How to Download a Picture From Pinterest (Any Device)
Pinterest is a visual discovery platform built around saving and sharing images — but actually downloading those images to your device is less obvious than you'd expect. The platform is designed for pinning and browsing, not exporting. That said, downloading Pinterest pictures is entirely possible, and the method that works best depends heavily on which device and platform you're using.
Why Pinterest Doesn't Make Downloading Obvious
Pinterest's core mechanic is the Pin — saving an image to a board within the platform. This keeps users engaged inside the app or website rather than downloading and leaving. As a result, there's no prominent "Download" button sitting next to every image.
What you can do depends on whether you're using a desktop browser, the iOS app, or the Android app, and whether the image is a standard pin, a video pin, or linked to an external website.
How to Download a Pinterest Image on Desktop (Windows or Mac)
This is the most straightforward method for most users.
- Open Pinterest in your browser and find the image you want.
- Click the image to open it in the expanded view.
- Right-click directly on the image.
- Select "Save image as…" (Chrome, Firefox, Edge) or "Download image" depending on your browser.
- Choose your save location and confirm.
This saves the image file directly to your Downloads folder or wherever you direct it. The file format is typically JPEG or PNG, depending on what the original pinner uploaded.
One thing to be aware of: Pinterest sometimes layers the image inside a container that makes right-clicking tricky. If right-clicking gives you a Pinterest menu instead of a browser menu, try opening the image in a new tab first (right-click → Open image in new tab), then saving from there.
How to Download a Pinterest Image on iPhone or iPad 📱
Apple's iOS handles image saving differently from desktop browsers.
- Open the Pinterest app and find your image.
- Tap the image to expand it.
- Tap the three-dot menu (⋯) in the top right corner.
- Select "Download image" if the option appears.
Not all pins show a direct download option. When it's missing, a common workaround is:
- Press and hold the image until a context menu appears.
- Select "Save to Photos" or "Add to Photos".
This saves the image to your iPhone's Camera Roll via the Photos app.
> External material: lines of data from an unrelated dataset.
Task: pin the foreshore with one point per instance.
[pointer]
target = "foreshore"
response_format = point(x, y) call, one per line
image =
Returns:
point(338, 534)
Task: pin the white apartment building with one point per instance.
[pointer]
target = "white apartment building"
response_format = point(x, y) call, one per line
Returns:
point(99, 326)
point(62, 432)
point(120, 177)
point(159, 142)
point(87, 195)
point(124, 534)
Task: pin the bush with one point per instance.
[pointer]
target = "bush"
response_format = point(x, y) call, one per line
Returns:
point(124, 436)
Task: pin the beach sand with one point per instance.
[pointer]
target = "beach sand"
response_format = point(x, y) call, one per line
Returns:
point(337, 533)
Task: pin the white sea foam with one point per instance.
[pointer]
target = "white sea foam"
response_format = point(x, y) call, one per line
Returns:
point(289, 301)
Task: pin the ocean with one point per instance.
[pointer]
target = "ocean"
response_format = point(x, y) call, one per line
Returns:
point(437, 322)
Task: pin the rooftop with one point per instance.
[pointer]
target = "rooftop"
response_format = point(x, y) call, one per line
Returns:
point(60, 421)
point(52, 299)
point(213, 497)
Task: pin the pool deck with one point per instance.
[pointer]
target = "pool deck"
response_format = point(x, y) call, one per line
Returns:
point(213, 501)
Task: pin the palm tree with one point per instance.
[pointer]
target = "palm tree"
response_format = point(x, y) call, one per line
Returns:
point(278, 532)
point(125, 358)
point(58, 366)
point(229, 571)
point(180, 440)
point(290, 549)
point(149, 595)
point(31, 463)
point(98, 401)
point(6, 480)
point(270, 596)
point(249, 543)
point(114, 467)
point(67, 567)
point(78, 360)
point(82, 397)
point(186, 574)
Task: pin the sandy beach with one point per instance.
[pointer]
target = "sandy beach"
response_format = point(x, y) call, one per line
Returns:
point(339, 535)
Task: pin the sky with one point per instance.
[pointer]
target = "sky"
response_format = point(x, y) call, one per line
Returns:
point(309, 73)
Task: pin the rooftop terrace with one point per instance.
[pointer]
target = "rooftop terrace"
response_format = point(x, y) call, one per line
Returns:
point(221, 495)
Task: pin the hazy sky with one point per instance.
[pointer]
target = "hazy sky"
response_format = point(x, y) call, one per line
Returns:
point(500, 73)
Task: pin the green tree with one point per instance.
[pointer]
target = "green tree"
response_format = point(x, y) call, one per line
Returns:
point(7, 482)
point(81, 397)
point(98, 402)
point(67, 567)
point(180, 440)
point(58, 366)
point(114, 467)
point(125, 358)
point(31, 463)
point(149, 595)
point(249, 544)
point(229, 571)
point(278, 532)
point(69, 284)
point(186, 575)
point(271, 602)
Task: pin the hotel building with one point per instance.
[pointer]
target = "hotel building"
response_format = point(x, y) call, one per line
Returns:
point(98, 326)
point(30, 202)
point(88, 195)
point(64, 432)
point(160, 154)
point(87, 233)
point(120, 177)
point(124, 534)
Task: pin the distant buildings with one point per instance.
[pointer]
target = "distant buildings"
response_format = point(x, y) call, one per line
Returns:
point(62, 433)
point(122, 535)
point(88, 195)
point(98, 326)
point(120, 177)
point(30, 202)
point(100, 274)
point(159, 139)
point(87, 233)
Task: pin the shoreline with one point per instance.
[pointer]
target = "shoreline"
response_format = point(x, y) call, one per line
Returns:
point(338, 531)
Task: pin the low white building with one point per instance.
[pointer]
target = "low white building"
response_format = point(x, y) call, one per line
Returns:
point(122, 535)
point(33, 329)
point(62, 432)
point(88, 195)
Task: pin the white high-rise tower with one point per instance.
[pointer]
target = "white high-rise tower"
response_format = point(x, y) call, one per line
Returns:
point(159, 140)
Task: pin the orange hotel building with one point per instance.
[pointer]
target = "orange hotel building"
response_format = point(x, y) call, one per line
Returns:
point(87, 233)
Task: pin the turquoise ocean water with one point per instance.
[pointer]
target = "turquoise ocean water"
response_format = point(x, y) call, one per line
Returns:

The availability of this option can vary depending on your iOS version and the Pinterest app version installed on your device.
How to Download a Pinterest Image on Android
Android gives users a bit more flexibility due to its more open file system.
- Open the Pinterest app and navigate to the image.
- Tap the image to expand it.
- Tap the three-dot menu.
- Look for "Download image" — on many Android versions, this saves directly to your Gallery or Downloads folder.
If that option isn't visible, pressing and holding the image may trigger your browser or system's native save option, depending on whether you're using the app or accessing Pinterest through Chrome or another mobile browser.
Using Pinterest in a mobile browser on Android often gives you more consistent access to the standard press-and-hold save gesture than the dedicated app does.
What About Video Pins?
Pinterest also hosts video pins, and these behave differently. The standard right-click or press-and-hold method typically won't save the video file. Downloading video content from Pinterest generally requires third-party tools or browser extensions — and the reliability, legality, and safety of those tools varies significantly. Pinterest's terms of service restrict downloading content that isn't your own, particularly video, so it's worth being aware of those boundaries before using external downloaders.
The Source Image vs. the Pinterest-Hosted Version
Here's something many users don't realize: Pinterest often hosts its own compressed copy of an image, separate from the original source. When you download directly from Pinterest, you're usually getting Pinterest's version, which may be resized or compressed compared to the original.
If image quality matters — for printing, design work, or archiving — it's worth clicking through to the original source website (the link icon or domain shown below the pin) and downloading the full-resolution version from there.
Key Variables That Affect Your Experience
| Factor | How It Affects Downloads |
|---|---|
| Device type | Desktop, iOS, and Android each have different native options |
| App vs. browser | Browser access often gives more standard save controls |
| Pin type | Image pins vs. video pins require different approaches |
| iOS/Android version | Older OS versions may have fewer native save options |
| Image source | Pinterest-hosted copy vs. original source quality differ |
| Pinterest app version | UI and available options change with updates |
When Downloads Don't Work
If you're running into consistent issues — images not saving, options not appearing, or files saving in unexpected formats — a few things are worth checking:
- App permissions: On mobile, Pinterest needs storage or Photos access granted in your device settings.
- Browser extensions: Ad blockers or privacy tools can sometimes interfere with right-click menus in desktop browsers.
- Private or restricted pins: Some content linked from restricted sources may not save cleanly.
- App vs. browser: Switching from the app to a mobile browser (or vice versa) often resolves stubborn download issues.
The straightforward cases — saving a standard image pin on desktop or Android — are usually quick and require no extra tools. Where it gets more complicated is when device, app version, pin type, and intended use all start interacting. Someone downloading a single recipe photo for personal reference has a very different situation than someone trying to archive high-resolution design inspiration at scale, and the right approach shifts accordingly.